I've struggled with Lucene before and failed to configure it properly resulting in absolutely horrendous search results so a recent need to implement search functionality wasn't something I particularly wanted to take on. In fact, I was prepared to do almost anything to avoid delving back into Lucene filters and parsers and tokenizers and "stuff". This tends to be problematic given that Lucene is the dominate search library – so popular in fact that it's been ported to other languages.
So I took a look at Solr – a web services front end to Lucene. Exchanging Lucene APIs for HTTP requests seems like a good tradeoff for me and Solr comes with a pretty decent configuration for Lucene right out of the box.
As it turns out, Solr's default configuration isn't just pretty decent, it's also surprisingly well commented. Combined with some reasonable documentation it was pretty straight forward to get Solr to do what I want and provide good search results without much effort. With a bit more effort I should be able to get search highlighting working as well which takes search results to a whole new level.
Two things really made me appreciate the choice to use Solr:
- It has a DirectSolrConnection class that removes the need for actual HTTP requests. As a bonus, it still uses the HTTP URLs and returns the same responses so if you later need to split Solr out onto it's own server you just have to implement the HTTP stuff and not change the result of your processing.

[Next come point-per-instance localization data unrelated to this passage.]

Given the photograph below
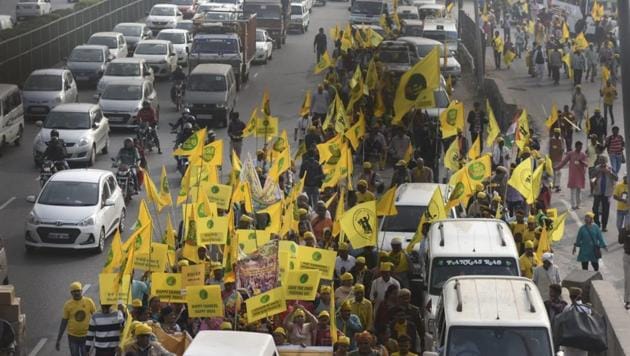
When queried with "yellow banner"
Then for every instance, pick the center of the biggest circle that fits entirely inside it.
(317, 258)
(302, 284)
(110, 292)
(154, 261)
(204, 301)
(212, 230)
(193, 275)
(167, 286)
(266, 304)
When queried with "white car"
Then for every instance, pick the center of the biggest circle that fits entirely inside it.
(82, 127)
(115, 41)
(76, 209)
(159, 54)
(123, 69)
(32, 8)
(163, 16)
(181, 40)
(264, 46)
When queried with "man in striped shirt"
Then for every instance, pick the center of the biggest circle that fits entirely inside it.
(104, 331)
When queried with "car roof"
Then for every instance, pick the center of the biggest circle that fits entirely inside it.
(471, 237)
(417, 194)
(87, 175)
(493, 300)
(75, 107)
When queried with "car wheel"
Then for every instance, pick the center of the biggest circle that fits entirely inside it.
(92, 157)
(101, 242)
(19, 137)
(121, 221)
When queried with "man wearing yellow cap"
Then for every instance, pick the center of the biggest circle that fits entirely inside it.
(77, 313)
(143, 344)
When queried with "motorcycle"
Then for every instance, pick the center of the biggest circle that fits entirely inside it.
(49, 168)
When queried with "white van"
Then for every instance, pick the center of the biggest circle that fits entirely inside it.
(11, 115)
(485, 315)
(456, 247)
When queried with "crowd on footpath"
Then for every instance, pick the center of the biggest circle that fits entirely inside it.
(367, 308)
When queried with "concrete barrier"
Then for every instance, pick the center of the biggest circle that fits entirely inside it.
(605, 300)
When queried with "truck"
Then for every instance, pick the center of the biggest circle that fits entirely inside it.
(273, 16)
(230, 42)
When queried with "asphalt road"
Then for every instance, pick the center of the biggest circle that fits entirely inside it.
(42, 278)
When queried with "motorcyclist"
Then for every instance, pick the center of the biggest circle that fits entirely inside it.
(235, 131)
(178, 76)
(148, 115)
(56, 150)
(129, 155)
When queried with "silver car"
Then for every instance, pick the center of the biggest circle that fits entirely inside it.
(87, 62)
(133, 32)
(121, 101)
(81, 126)
(46, 88)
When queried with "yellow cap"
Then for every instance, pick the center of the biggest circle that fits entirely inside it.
(74, 286)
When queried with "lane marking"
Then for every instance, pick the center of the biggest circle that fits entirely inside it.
(7, 203)
(38, 347)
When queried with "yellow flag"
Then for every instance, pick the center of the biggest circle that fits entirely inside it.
(193, 146)
(371, 79)
(386, 205)
(360, 224)
(265, 106)
(204, 301)
(305, 109)
(452, 119)
(451, 157)
(553, 116)
(522, 130)
(475, 149)
(557, 233)
(493, 127)
(115, 255)
(165, 190)
(324, 63)
(416, 86)
(267, 304)
(521, 179)
(435, 211)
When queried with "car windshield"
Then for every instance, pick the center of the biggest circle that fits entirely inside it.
(110, 42)
(369, 8)
(151, 48)
(266, 12)
(126, 30)
(64, 193)
(206, 82)
(123, 70)
(406, 220)
(86, 55)
(443, 268)
(67, 120)
(494, 340)
(122, 92)
(215, 45)
(175, 38)
(43, 82)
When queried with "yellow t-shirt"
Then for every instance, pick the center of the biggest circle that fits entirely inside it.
(78, 313)
(621, 188)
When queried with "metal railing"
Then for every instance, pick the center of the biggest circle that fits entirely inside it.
(47, 45)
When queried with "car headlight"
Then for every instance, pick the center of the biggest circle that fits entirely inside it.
(89, 221)
(33, 219)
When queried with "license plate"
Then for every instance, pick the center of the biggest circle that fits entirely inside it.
(58, 236)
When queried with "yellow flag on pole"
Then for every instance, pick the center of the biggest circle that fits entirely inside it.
(493, 127)
(360, 224)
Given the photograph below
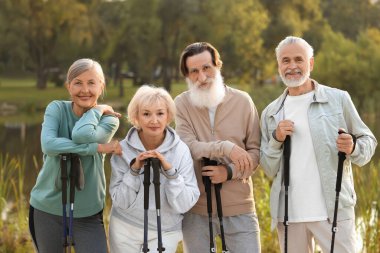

- It caches searches automatically.
Caching is just so cool to see in action. Using the built in search from Jackrabbit (which also uses Lucene) it was too slow to include the output of a search with each page (think, related links etc). With Solr's caching this isn't a problem anymore.
There's still a bunch of learning to do so that I can get really optimal results – getting searches to work over multiple fields properly so that I can weight the results based on which field matched would be good and I can see Solr can do it – just not quite sure how to make it all happen. Still, the current search is way better than anything I've managed to do before. Thanks to the Solr and Lucene teams!